The net result was a collapse of the market and the index. It was the huge infusion of liquidity by central banks and governments in the developed countries, especially the US, which halted and reversed this tendency.

“Emerging markets” such as India benefited hugely from this infusion of liquidity, inasmuch as investors accessing near-zero interest rate capital used part of those resources to invest in asset markets in these countries.

This explains the V-shaped movement of markets in many emerging markets with the immediate post-crisis downturn being followed by a quick recovery.

The real puzzle is why this recovery persisted when the global crisis refused to go away, the focus of the crisis shifted to Europe and its effects began to be felt in India with greater intensity.

This also coincided with a period when developments within India were resulting in the emergence and intensification of stagflationary tendencies. Growth has been low and inflation high.

Cheap liquidity

The only explanation is that, though the fiscal stimulus resorted to in countries across the globe immediately after the onset of the 2008 crisis has not been continued because of rising fiscal conservatism, central banks have persisted with their cheap credit and easy money policies.

The most recent initiatives by the ECB and the Federal Reserve, especially the latter’s announcement of a third round of quantitative easing, involving unlimited lending against poor collateral, have kept the cheap and easy liquidity situation going in global markets. It is this cheap money that is finding its way to asset and commodity markets in developing countries, leading to asset and commodity price booms even when the real economy is sluggish across the globe.

However, the way in which the effects of this cheap-liquidity overhang are transmitted to countries such as India is complex.
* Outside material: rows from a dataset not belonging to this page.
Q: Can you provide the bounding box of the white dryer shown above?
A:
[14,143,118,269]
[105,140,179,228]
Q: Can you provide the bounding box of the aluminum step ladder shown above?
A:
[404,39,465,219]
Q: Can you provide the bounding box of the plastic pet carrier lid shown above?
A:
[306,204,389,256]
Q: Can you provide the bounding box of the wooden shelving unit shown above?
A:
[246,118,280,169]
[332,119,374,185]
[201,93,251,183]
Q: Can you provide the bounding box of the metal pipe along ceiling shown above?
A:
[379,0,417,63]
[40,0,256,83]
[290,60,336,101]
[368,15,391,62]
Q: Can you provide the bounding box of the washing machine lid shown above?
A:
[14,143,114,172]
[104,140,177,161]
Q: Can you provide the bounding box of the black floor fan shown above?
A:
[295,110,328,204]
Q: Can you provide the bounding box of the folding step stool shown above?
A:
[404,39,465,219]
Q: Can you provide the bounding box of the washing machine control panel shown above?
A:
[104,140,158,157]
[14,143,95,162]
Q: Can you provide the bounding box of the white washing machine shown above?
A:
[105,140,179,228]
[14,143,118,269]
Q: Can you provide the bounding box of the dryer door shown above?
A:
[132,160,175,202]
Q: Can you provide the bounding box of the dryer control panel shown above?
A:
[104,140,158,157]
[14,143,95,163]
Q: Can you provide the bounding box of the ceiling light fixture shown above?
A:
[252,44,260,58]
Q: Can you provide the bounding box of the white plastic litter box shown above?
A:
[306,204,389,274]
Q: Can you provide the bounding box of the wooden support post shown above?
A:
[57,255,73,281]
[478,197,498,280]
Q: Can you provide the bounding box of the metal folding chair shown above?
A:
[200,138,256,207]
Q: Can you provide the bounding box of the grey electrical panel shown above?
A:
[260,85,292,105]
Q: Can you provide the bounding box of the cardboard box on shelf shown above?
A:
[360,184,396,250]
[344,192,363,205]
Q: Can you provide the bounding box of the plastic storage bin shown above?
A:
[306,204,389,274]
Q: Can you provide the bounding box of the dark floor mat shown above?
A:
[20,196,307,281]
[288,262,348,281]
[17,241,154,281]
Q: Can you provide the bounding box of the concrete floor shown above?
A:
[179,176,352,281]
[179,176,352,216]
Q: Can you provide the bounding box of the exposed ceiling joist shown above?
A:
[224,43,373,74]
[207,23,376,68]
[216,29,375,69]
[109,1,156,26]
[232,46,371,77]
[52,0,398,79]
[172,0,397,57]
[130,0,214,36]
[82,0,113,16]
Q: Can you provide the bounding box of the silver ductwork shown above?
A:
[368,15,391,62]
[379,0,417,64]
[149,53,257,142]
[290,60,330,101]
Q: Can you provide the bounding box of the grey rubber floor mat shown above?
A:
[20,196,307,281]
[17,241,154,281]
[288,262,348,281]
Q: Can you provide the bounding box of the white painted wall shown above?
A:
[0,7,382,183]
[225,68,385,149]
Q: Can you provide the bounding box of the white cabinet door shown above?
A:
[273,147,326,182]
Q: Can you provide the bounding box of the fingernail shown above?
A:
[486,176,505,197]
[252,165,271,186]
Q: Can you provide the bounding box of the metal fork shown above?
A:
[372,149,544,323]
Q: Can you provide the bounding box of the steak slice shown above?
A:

As Chart 5 shows, one effect since the 2008 crisis is that, in rupee terms, the net inflows of FII investment every month have become much more volatile since the crisis. The amplitude of the monthly variations in net inflows has increased hugely.

This suggests that what is being experienced is not a stable and rising inflow of FII capital into the country. Rather, there are even signs of a reduction of the stock of foreign portfolio investments in the country. But that reduction occurs through short-term movements that are large.

What appears to be happening is that whenever stock prices fall, investors are buying into Indian equity in the expectation that the fall would get reversed, offering opportunities for profit.

Their actions, supported with financing by the cheap liquidity available in international markets, result in fluctuations that ensure the expected short-term gains are realised. But this also would imply that there is a temporary floor to the prices of actively traded stocks, depending on mere expectations of when any price decline would hit its trough.

Poor destination

Given the nature of the market noted above, the actions of such speculators do trigger a rise in the Sensex.

But that rise would be followed by a decline when short-term investors book profits, till such time as expectations encourage another bull run. Such runs are also facilitated by periodic bouts of liberalisation by the government.

This appears to be having two effects. One is increased volatility in stock price movements, around a medium term (say, annual) trend, in which medium and long-term returns are low or even negative.

The other is the persistence of a relatively high range within which the Sensex fluctuates, since there is a temporary psychological floor to the prices of leading shares and declines in their values provide the incentive for another speculative foray.

The net result would be that for medium-term investors, the Indian market is a poor destination. And real economy factors do suggest that there are no grounds to expect a boom in the Indian market.

However, this does not deter short-term speculators armed with cheap capital. As a result, the Sensex remains relatively high, though volatile.

There is a divergence between market performance and real economy trends.

This only goes to prove once again that the market is a casino and does not reflect in any way trends in the real “fundamentals” of the economy.